3. Take an Internet Field Trip

At Dfuzr, when our creative team is in a bind, their first inclination is to head to Pinterest or other similar sites for inspiration. You can also hit up StumbleUpon, Etsy, and AdWeek among many, many others to see what other people are doing or have done and what has and hasn’t worked for them.

Go in with a specific goal in mind, such as, come out with five things you found really interesting to present at your next meeting, even if the ideas don’t seem to fit your business model.

This goal helps twofold:

1) It stops you from going down a Pinterest wormhole, tempting you to plan your dinner menu for the next week. You have to come out of this field trip with actual takeaways, and

2) Even if the ideas don’t seem to fit your business model, someone in the meeting room might have a brilliant idea for how to make it something that fits your business model!

4. Take an Actual Field Trip

Maybe you’ve had meeting after meeting, after breathing exercise, after lunch, after internet field trip, after meeting, and still, nothing is happening. I promise that you’re not doomed. You’re just a victim of an extended creative slump, and sometimes this happens.

How do you fix it? I know one agency that takes monthly trips as a team, which serves as both a team-building exercise and an “inspiration walkabout” of sorts. They might go to the art or science museum, go for a hike, visit a new restaurant or retail store, go to a historical landmark, take a wine and painting class, or go skiing.

No ideas are “off-limits” unless they’re terribly cost-prohibitive, and everyone comes out with a new experience.

Remember to bring notepads with you in case creativity strikes while you watch beer being made or play on a swing set!

5. Reconvene for a More Structured Meeting

Like I mentioned in the internet field trip idea above, a more structured meeting involves asking your team to arrive at the meeting with a certain number of ideas. No ideas are too big, too small, too stupid, too boring, or too irrelevant. The point is that you have ideas on the table–or wherever, if you take your meeting on a field trip!

As your team members list off ideas out loud, write them on index cards and tape them to the wall. Then start writing down any new ideas that come up as a result of hearing the first ideas. Write down sub-ideas pertaining to original ideas and place them underneath those big ideas, and so on and so forth. The objective is to get ideas out that will provide a chain reaction to the idea you’ll finally settle on. You might start with branding a big red ball and end up with a comprehensive guerrilla marketing campaign.

The possibilities are endless, but you have to allow for all ideas to be possibilities first.

Creative slumps are trying for teams. They can turn team members against one another and create a lot of self-doubt.
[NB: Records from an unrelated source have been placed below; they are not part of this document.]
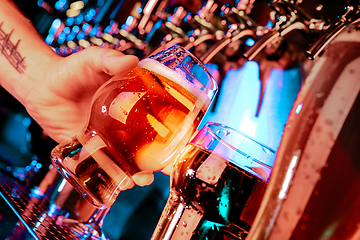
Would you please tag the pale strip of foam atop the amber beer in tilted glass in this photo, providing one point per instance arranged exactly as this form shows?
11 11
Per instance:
175 76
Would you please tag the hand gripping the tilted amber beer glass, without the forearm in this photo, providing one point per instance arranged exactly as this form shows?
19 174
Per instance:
60 98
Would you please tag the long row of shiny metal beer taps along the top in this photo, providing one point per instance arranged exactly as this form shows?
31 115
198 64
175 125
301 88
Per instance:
224 33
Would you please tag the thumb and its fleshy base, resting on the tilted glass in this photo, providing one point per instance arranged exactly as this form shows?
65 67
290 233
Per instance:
88 69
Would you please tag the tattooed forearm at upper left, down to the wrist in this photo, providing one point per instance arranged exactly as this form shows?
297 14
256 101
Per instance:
23 52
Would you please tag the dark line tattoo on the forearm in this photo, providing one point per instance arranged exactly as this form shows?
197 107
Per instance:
9 51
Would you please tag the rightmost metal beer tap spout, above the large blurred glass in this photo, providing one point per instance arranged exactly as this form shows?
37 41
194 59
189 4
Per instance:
351 16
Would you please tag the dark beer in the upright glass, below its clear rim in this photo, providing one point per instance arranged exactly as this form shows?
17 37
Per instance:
210 198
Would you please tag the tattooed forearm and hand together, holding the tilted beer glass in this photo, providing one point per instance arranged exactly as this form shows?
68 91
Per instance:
56 91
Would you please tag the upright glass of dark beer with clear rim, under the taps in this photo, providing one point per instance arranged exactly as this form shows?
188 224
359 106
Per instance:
216 186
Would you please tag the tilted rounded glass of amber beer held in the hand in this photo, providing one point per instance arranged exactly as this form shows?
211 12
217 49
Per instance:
138 122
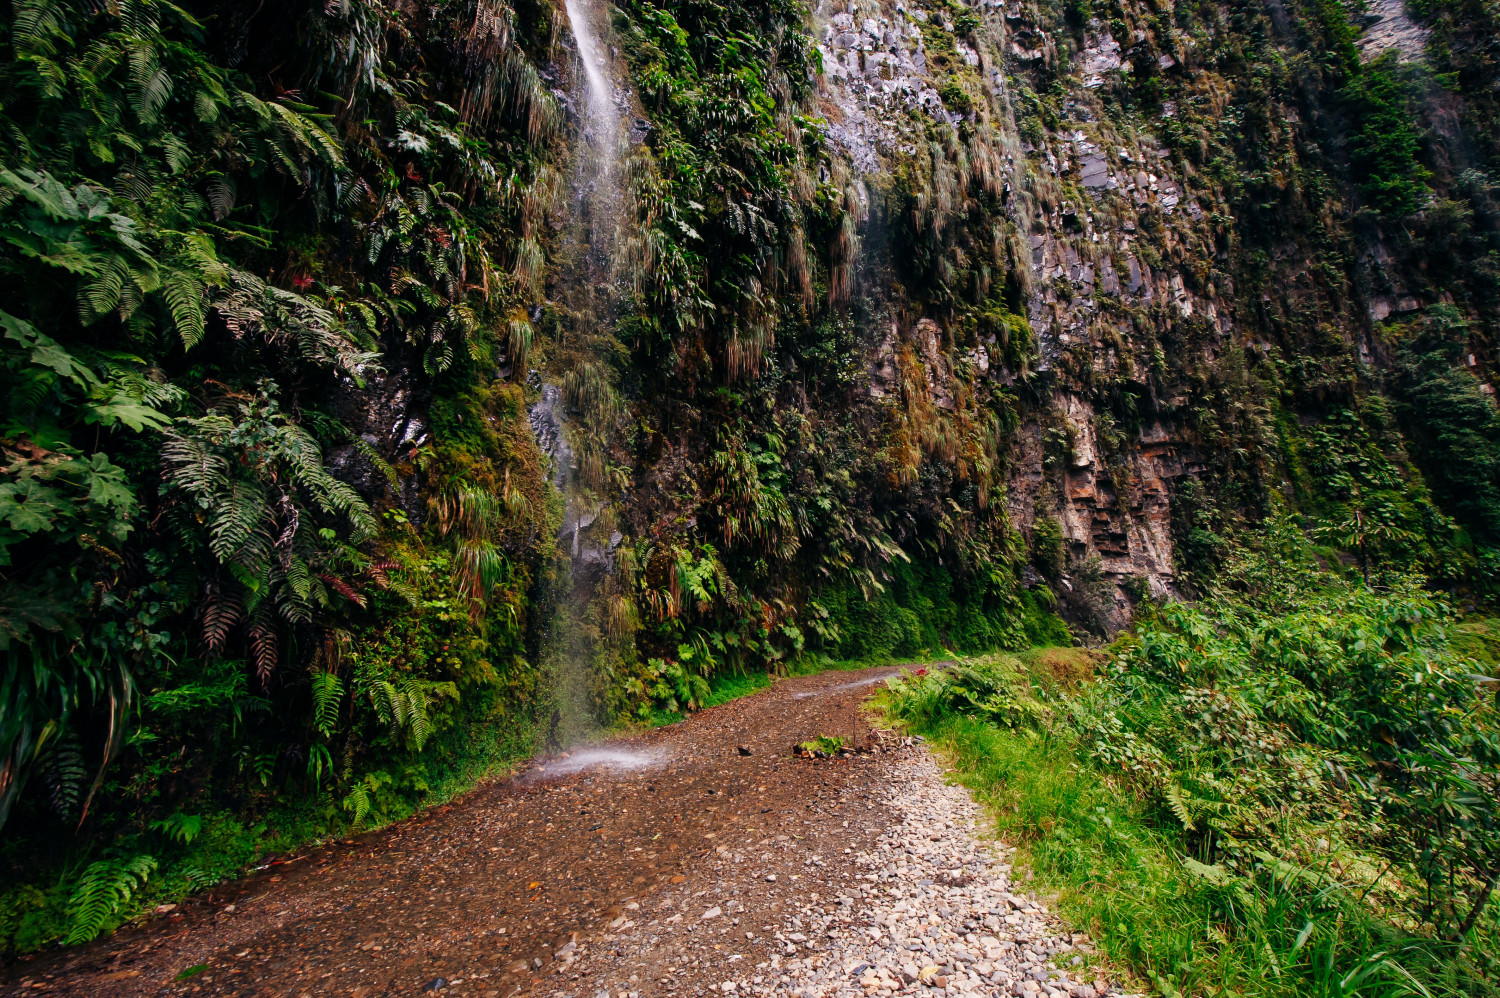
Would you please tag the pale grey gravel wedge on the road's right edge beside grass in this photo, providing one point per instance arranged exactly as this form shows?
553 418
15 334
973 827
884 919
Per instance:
934 913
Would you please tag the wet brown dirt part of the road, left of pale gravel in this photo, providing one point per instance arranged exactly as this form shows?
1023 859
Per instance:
478 897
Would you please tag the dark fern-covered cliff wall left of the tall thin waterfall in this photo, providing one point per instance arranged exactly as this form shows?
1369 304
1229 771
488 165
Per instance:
220 284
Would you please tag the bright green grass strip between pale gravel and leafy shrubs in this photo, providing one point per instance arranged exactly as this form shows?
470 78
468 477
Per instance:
1117 874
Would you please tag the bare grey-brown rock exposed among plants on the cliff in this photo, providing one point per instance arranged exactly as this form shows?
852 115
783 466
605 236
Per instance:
1093 269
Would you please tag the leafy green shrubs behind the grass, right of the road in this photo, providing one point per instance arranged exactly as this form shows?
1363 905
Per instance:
1358 726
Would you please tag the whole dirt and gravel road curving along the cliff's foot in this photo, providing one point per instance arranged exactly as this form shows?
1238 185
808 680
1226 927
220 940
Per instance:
694 859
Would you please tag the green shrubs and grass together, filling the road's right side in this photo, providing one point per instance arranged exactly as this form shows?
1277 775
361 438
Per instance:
1289 789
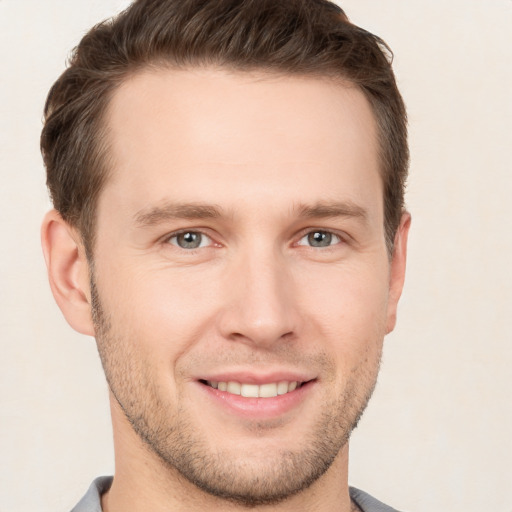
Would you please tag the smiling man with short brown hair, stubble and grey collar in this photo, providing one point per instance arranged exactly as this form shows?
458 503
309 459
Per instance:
229 224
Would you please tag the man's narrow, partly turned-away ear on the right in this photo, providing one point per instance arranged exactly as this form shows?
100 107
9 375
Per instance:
397 270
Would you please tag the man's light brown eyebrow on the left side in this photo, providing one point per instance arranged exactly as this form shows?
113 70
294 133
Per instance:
168 211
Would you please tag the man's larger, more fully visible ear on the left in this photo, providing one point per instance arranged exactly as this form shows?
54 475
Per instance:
68 271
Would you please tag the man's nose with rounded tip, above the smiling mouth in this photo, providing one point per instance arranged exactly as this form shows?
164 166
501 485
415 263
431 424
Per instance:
261 303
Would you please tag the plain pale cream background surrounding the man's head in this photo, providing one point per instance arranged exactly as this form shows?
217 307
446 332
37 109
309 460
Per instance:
437 433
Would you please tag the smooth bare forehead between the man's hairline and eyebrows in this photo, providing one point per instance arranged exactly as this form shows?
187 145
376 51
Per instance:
212 135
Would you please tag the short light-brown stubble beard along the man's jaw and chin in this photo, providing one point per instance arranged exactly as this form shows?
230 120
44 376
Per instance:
229 475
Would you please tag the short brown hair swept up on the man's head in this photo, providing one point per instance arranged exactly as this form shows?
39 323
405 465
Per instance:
298 37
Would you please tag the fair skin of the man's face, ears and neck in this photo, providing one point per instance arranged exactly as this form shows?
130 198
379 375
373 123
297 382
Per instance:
254 164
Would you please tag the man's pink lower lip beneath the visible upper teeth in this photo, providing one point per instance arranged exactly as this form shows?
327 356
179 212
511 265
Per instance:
259 408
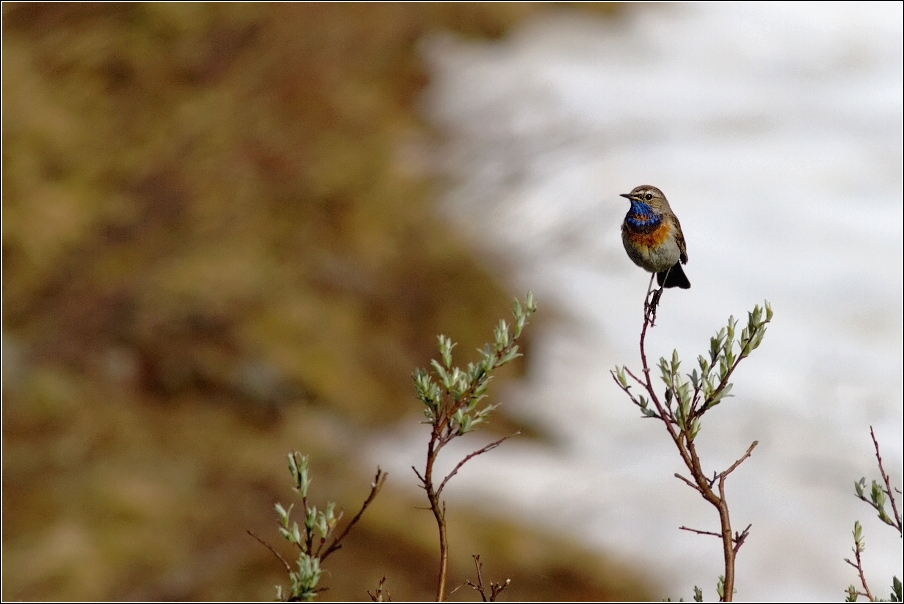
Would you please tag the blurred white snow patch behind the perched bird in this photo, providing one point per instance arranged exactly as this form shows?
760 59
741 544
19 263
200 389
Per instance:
775 131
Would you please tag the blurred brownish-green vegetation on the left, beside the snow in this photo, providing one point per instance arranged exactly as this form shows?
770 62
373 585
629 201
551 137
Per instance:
217 250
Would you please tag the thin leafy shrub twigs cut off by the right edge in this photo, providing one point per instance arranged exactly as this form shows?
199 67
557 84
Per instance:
879 495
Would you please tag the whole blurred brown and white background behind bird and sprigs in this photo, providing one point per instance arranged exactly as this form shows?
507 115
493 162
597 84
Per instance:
231 231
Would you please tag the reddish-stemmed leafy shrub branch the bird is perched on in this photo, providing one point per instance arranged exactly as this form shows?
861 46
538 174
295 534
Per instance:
681 409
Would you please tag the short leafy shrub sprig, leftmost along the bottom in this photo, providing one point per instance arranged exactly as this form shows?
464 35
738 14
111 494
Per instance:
312 539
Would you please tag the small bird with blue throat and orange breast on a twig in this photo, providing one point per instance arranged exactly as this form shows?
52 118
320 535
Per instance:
653 238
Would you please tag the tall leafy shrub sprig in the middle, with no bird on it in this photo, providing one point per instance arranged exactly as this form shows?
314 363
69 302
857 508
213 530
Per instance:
452 399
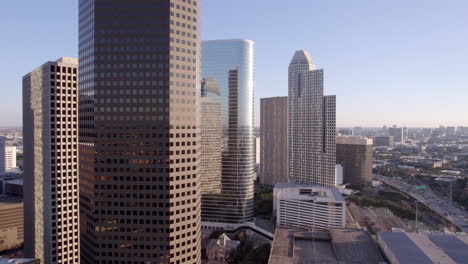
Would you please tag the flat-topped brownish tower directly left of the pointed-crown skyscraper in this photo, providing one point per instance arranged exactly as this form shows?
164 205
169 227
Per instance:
273 134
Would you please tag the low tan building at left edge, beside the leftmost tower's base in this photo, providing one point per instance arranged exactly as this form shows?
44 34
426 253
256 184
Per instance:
11 224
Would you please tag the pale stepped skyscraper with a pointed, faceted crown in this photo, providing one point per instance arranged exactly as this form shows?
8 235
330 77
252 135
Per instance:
311 125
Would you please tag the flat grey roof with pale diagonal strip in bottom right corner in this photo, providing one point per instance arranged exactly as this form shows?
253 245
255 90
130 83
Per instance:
400 248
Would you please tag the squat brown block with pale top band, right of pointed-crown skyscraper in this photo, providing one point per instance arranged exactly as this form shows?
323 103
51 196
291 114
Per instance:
355 155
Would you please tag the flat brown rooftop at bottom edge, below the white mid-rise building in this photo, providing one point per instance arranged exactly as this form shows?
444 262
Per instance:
298 246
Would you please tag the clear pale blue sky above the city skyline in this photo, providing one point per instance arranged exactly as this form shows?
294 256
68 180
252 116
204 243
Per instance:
389 62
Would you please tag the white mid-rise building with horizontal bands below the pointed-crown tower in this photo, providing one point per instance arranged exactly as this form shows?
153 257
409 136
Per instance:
310 207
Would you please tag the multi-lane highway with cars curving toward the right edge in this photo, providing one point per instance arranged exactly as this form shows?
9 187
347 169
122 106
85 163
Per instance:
451 213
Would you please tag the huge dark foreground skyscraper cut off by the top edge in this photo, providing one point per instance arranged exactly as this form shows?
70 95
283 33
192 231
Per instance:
139 131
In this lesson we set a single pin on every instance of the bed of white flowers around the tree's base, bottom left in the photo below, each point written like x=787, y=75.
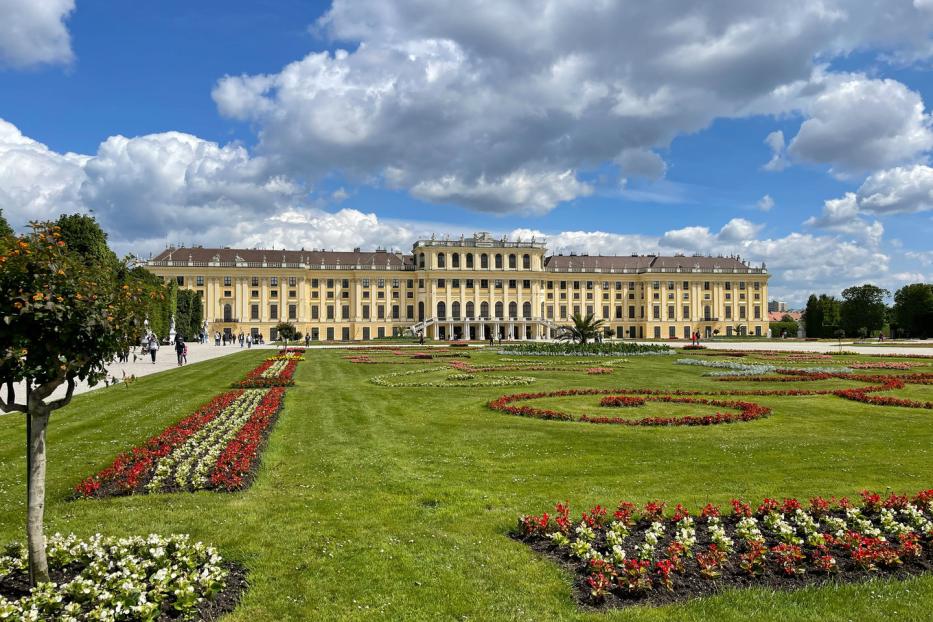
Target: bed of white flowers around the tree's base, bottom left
x=153, y=578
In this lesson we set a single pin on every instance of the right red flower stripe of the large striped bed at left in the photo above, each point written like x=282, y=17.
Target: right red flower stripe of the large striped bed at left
x=239, y=458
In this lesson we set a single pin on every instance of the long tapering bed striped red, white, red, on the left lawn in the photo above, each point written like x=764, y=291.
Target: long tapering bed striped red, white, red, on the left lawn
x=216, y=448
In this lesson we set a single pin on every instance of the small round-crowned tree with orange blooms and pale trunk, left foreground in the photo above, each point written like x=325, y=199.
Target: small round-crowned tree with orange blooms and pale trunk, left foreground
x=63, y=321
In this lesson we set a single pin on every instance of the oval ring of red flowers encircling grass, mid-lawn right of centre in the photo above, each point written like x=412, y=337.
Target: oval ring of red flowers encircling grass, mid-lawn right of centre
x=747, y=411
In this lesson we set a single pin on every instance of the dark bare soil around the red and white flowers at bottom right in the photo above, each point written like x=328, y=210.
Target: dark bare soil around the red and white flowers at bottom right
x=691, y=584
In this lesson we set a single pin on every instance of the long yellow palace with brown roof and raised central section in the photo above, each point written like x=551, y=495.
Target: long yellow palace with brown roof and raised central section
x=471, y=288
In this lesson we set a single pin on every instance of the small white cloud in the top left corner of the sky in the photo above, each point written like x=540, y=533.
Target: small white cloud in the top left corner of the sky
x=33, y=32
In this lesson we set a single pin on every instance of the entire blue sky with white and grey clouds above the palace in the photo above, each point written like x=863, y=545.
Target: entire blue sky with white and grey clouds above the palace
x=794, y=134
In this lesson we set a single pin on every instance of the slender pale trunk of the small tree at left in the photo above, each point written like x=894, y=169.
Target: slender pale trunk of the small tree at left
x=38, y=418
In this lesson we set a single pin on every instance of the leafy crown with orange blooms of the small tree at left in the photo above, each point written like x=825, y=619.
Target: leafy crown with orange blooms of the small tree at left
x=62, y=318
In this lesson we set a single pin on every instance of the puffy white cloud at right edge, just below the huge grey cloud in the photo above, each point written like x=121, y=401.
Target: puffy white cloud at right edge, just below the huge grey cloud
x=863, y=124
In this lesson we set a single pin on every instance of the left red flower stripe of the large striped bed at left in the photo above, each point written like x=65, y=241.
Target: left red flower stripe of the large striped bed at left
x=128, y=469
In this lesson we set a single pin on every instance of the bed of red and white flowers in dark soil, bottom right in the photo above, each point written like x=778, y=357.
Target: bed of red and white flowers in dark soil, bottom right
x=641, y=556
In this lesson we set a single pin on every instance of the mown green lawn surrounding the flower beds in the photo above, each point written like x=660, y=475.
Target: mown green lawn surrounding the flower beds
x=394, y=503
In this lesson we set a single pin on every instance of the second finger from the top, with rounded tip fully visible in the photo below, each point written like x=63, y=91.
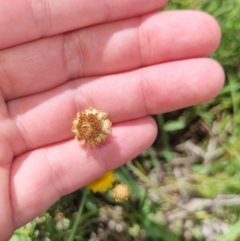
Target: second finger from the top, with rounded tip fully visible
x=105, y=49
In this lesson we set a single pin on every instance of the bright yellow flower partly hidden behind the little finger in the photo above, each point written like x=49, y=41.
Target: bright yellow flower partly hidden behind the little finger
x=103, y=183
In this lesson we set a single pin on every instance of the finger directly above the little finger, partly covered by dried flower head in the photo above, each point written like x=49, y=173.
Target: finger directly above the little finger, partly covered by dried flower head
x=46, y=118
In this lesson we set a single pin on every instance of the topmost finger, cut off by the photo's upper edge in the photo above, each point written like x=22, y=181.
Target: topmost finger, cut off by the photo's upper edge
x=37, y=19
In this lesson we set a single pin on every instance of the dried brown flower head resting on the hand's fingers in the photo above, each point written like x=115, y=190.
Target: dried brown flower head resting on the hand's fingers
x=91, y=127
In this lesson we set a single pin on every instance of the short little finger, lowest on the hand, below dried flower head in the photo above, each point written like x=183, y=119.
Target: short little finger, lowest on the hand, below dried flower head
x=41, y=177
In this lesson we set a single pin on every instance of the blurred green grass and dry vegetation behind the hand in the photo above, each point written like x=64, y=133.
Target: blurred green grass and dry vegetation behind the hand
x=186, y=186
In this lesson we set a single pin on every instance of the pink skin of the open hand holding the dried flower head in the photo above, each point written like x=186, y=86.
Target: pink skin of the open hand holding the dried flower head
x=61, y=57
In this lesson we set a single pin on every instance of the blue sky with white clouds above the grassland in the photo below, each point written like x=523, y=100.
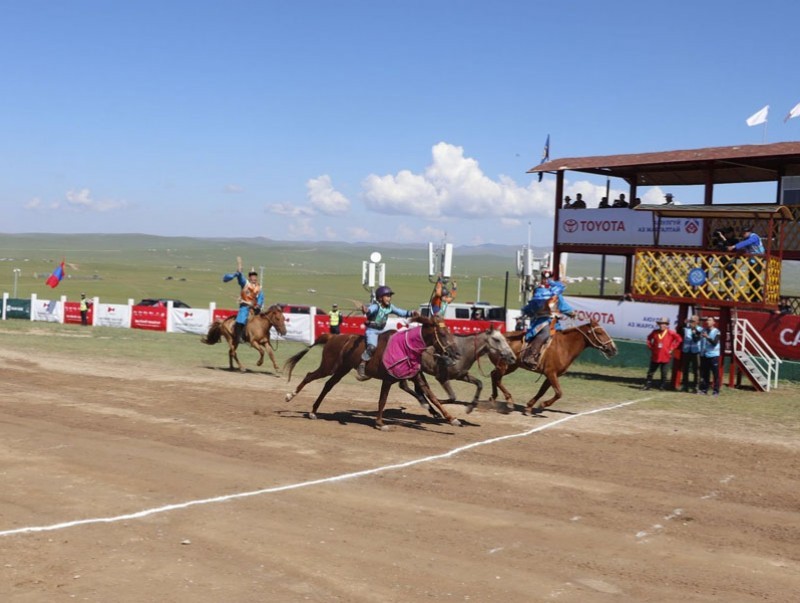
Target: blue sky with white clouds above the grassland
x=369, y=121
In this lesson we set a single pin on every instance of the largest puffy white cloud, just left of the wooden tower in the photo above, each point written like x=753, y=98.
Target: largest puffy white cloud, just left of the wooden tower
x=454, y=186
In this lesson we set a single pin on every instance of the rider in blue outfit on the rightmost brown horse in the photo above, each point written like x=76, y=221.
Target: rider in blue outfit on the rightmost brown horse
x=546, y=304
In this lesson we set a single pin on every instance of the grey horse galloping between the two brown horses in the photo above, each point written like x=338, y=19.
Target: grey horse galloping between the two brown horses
x=470, y=348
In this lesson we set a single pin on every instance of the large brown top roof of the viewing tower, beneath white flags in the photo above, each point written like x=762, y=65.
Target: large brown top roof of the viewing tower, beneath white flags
x=717, y=165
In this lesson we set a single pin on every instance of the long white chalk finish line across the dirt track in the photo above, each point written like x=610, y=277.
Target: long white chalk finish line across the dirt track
x=316, y=482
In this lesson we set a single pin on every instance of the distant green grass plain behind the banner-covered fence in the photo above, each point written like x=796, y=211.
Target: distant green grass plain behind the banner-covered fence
x=121, y=267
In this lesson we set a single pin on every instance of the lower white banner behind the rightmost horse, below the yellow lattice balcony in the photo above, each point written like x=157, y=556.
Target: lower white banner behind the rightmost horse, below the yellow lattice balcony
x=621, y=320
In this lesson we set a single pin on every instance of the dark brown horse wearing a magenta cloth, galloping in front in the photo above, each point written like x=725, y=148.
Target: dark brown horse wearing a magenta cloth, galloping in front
x=342, y=353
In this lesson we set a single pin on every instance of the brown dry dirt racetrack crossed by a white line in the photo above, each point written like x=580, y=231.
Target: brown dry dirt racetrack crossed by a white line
x=130, y=482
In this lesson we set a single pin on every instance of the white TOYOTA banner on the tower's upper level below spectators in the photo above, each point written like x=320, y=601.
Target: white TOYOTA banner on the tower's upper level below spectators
x=626, y=227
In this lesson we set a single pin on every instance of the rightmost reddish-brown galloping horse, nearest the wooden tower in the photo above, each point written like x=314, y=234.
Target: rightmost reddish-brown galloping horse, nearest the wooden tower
x=559, y=354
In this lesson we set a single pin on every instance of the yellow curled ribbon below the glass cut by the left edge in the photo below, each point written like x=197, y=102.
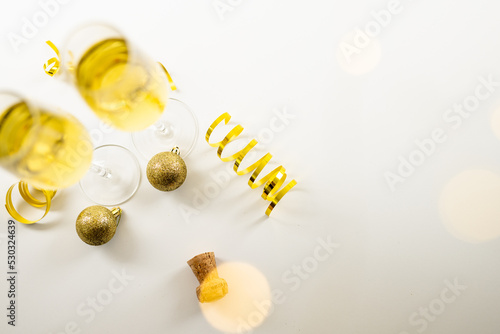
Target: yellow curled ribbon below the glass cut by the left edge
x=28, y=197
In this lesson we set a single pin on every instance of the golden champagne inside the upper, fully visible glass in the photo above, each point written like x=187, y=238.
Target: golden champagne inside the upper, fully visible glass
x=126, y=91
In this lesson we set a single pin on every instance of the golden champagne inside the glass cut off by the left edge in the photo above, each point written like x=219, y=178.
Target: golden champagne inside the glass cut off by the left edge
x=49, y=151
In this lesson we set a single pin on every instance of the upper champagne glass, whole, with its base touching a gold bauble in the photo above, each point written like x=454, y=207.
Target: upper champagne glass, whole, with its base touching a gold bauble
x=128, y=90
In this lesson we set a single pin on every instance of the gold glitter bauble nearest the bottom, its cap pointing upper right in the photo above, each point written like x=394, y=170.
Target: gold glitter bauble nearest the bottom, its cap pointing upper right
x=96, y=225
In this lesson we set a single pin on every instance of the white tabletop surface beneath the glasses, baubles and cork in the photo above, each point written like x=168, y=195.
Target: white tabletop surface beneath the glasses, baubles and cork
x=396, y=250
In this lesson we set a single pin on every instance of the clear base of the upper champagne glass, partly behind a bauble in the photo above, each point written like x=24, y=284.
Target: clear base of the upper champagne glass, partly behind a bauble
x=177, y=126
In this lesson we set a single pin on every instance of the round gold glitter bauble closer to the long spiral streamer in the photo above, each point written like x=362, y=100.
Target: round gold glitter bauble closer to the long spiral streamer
x=166, y=171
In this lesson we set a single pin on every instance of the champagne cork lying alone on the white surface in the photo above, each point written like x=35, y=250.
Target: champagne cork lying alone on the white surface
x=211, y=287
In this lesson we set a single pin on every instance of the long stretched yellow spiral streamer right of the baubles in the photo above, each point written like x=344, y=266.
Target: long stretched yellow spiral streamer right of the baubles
x=273, y=181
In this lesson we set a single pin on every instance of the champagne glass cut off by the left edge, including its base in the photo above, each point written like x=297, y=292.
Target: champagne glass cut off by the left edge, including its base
x=52, y=150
Don’t let your team fall victim to a block—take this advice to take the pressure off yourselves and breathe life back into your creative process!

Danielle Bilbruck

About Danielle Bilbruck

Danielle is a former sales and recruiting leader turned freelance inbound marketer, using her background in sales management to drive the bottom line for marketing efforts. When she is not directing high-level strategy, blogging, or at networking events, you can find her watching way too much TV with a nice glass of red wine.